Agriculture and the Neolithic (New Stone Age) period began about 12,000 years ago in southwest Asia and shortly after in China. Prior to this all the populations of humanity had always been "hunter-gatherers," living by hunting and gathering the fruits of the natural vegetation, which could only support a low-density population, with Caucasoid hunter-gatherers in Europe, North Africa and West Asia (including the mammoth steppe of Siberia); Australoid hunter-gatherers in India, southeast Asia, Indonesia, New Guinea and Australia; Mongoloid hunter-gatherers in East Asia; Congoid hunter-gatherers in West and Central Africa, and Capoid hunter-gatherers in East and South Africa. Agriculture supported a much higher population density then hunter-gathering, and so enabled massive population growth which spurred geographic expansion and the replacement of hunter-gatherer peoples by Neolithic farmers in varying degrees. Over the course of many generations the Mongoloid rice farmers of southern China expanded southwards into southeast Asia and across Indonesia, mixing with, assimilating and largely replacing the smaller aboriginal populations of Australoid hunter-gatherers. Similarly, the Caucasoid wheat farmers of southwest Asia expanded eastward into Pakistan and northern India where they mixed with and partly replaced the native Australoid hunter-gatherers, westward across North Africa and northwest into Anatolia, and starting about 8,500 years ago (circa 6,500 BC) from Anatolia across Europe, mixing with, assimilating and partly replacing the indigenous Caucasoid hunter-gatherer populations. This expansion had two branches, the first moving through the Balkans and up the Danube valley into central and northern Europe, the other moving through the Mediterranean to the Iberian peninsula and then north through western Europe, reaching the British Isles about 6,000 years ago (circa 4,000 BC), and is noted for creating megalithic structures such as Stonehenge (circa 2,500 BC).

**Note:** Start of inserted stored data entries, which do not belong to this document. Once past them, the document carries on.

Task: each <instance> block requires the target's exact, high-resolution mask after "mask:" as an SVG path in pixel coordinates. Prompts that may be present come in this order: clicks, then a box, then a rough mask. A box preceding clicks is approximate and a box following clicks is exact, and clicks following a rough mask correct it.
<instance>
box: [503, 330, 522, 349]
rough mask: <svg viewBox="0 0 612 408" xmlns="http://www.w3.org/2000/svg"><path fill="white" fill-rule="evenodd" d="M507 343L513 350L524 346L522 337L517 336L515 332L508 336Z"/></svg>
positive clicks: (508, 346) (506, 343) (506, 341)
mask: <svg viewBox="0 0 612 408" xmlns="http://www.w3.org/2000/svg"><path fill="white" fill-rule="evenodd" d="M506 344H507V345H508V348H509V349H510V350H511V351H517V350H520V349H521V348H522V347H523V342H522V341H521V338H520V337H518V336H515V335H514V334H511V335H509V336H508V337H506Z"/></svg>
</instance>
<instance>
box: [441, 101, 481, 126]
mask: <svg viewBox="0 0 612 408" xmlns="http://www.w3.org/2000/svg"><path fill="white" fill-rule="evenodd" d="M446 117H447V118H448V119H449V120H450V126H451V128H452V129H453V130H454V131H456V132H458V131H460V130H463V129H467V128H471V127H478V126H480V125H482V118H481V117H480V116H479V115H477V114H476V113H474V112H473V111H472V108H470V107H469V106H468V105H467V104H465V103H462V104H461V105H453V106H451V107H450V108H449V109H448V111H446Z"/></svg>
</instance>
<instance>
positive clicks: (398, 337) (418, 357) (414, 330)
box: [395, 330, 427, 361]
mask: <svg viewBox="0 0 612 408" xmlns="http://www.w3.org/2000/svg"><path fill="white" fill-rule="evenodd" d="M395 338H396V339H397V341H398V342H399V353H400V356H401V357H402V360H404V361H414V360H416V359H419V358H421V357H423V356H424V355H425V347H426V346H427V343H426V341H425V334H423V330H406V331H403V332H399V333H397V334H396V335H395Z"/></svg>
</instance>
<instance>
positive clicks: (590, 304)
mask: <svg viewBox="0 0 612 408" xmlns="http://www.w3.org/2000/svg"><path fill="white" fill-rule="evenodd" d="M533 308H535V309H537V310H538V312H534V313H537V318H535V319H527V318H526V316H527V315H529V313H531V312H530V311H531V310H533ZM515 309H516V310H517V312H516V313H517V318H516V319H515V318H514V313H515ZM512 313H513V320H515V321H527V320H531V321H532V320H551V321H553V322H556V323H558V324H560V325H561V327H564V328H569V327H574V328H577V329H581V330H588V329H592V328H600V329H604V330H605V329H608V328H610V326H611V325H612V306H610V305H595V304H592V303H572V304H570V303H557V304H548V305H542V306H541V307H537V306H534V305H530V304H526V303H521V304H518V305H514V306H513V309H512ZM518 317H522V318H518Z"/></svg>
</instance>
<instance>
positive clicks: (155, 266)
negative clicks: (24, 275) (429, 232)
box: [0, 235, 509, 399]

The last major demographic and genetic shift in the Caucasoid region started about 5,200 years ago (circa 3,200 BC) with the expansions of what is currently (2019) referred to as the Yamnaya peoples of the Pontic-Caspian steppe, centered in what is now Ukraine. The Yamna are also known as the Kurgan people, with both terms derived from their custom of burying their dead in pit graves (local word "yama" for pit) under mounds or tumuli of earth (local word "kurgan" for mound or barrow). The Yamna-Kurgans, largely descended from the Ancient North Eurasians, were a semi-nomadic pastoral people who herded cattle and sheep on the steppe and domesticated the horse for use in herding and war. They were also the source and carriers of the Indo-European languages which they spread with their conquests and genes. By 2,600 BC the peoples of the "Corded Ware" (named after the style of their ceramic ware or pottery) aka "Battle-Axe" cultural area or "horizon" across north-central and northeastern Europe were genetically over 75 percent Yamna-Kurgan in ancestry, largely replacing the earlier mixture of hunter-gatherer and Neolithic farmer elements.

After 2,500 BC the predominantly Yamna-Kurgan elements of the Corded Ware culture blended with the peoples of the expanding "Bell Beaker" culture (also named after the style of their pottery) of western and central Europe and with this culture expanded into the British Isles, again largely replacing the existing population.